Data Lineage
Data Provenance, Data Traceability
Data Lineage is the ability to reconstruct the complete journey of a data point: where it originates, which systems it passes through, what transformations it undergoes, and where it lands. In a modern data warehouse — where data flows across ETL/ELT pipelines, staging layers, and dimensional marts — this traceability is a hard requirement, not a nice-to-have.
How it works #
Lineage is captured at two granularity levels:
- Column-level lineage: tracks every individual column through SQL transformations. Tools like dbt expose this natively via their dependency graph.
- Table-level lineage: maps dependencies between tables or datasets, sufficient for impact analysis and documentation.
With dbt, each .sql model automatically generates lineage metadata accessible via dbt docs generate.
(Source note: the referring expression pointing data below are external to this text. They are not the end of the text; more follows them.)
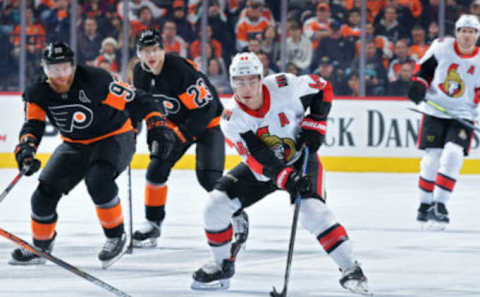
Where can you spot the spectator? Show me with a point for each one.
(89, 43)
(389, 26)
(218, 77)
(419, 45)
(318, 27)
(108, 53)
(299, 48)
(327, 71)
(196, 46)
(400, 86)
(270, 44)
(173, 43)
(252, 21)
(375, 73)
(352, 28)
(341, 50)
(179, 16)
(401, 57)
(57, 22)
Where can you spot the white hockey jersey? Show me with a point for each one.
(276, 123)
(455, 80)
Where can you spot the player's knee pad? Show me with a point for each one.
(208, 178)
(452, 158)
(158, 171)
(218, 210)
(315, 216)
(100, 182)
(430, 163)
(44, 200)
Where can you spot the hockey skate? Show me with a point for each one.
(439, 217)
(214, 277)
(355, 281)
(240, 229)
(147, 235)
(22, 256)
(113, 250)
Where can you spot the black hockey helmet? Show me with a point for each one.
(148, 37)
(57, 52)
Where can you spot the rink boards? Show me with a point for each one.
(369, 134)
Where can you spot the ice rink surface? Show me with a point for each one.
(378, 211)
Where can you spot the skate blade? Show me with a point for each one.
(356, 287)
(222, 284)
(106, 264)
(148, 243)
(37, 261)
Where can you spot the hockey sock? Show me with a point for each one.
(155, 200)
(428, 169)
(450, 164)
(220, 243)
(111, 217)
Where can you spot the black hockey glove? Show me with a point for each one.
(162, 142)
(312, 133)
(291, 180)
(417, 91)
(25, 156)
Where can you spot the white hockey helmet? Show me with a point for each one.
(245, 64)
(468, 21)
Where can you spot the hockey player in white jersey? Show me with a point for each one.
(448, 75)
(270, 120)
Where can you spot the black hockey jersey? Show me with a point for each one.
(95, 107)
(189, 99)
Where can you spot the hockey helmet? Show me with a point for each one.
(57, 52)
(468, 21)
(148, 37)
(245, 64)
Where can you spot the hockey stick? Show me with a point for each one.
(63, 264)
(298, 201)
(445, 111)
(130, 211)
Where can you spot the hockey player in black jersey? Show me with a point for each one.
(90, 110)
(193, 111)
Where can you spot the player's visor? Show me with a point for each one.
(245, 81)
(58, 70)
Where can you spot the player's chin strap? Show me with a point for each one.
(446, 112)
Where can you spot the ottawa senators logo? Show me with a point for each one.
(453, 85)
(284, 148)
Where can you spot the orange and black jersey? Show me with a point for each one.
(188, 97)
(95, 107)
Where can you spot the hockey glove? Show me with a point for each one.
(25, 156)
(417, 91)
(162, 143)
(291, 180)
(313, 132)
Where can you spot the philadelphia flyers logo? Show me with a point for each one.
(70, 117)
(170, 104)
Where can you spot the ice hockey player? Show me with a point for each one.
(193, 110)
(448, 75)
(91, 111)
(270, 120)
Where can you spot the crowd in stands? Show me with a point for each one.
(322, 36)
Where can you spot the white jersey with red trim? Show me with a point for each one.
(455, 80)
(276, 123)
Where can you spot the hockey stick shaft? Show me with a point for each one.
(62, 264)
(130, 211)
(293, 232)
(445, 111)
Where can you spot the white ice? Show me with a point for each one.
(378, 211)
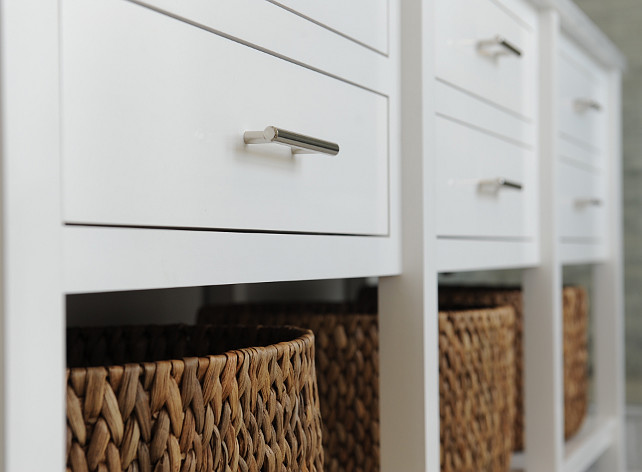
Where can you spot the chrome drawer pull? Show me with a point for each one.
(583, 104)
(299, 143)
(584, 202)
(494, 185)
(488, 47)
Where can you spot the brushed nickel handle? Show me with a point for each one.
(583, 104)
(299, 143)
(498, 183)
(584, 202)
(497, 46)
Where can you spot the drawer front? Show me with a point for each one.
(154, 114)
(371, 29)
(582, 197)
(464, 207)
(583, 99)
(466, 56)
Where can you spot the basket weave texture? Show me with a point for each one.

At the platform level, Apache Atlas and OpenLineage (an open standard) aggregate lineage from heterogeneous sources.
-- dbt model: marts/finance/revenue.sql
-- Lineage automatically tracks the dependency on staging.orders and staging.payments
SELECT
o.order_id,
p.amount AS revenue
FROM {{ ref('stg_orders') }} o
JOIN {{ ref('stg_payments') }} p ON o.order_id = p.order_id
When to use it #
Three scenarios justify the investment in Data Lineage:
- Regulatory audit (GDPR, SOX, DORA): proving the origin and transformations of sensitive or financial data requires documented, verifiable lineage.
- Troubleshooting: a wrong KPI in a report can be traced upstream — which transformation introduced the error, which source table was corrupted.
- Impact analysis: before modifying a source table, knowing how many downstream models depend on it prevents silent regressions.
Implementation cost scales with granularity: column-level lineage requires dedicated tooling or platforms that support it natively.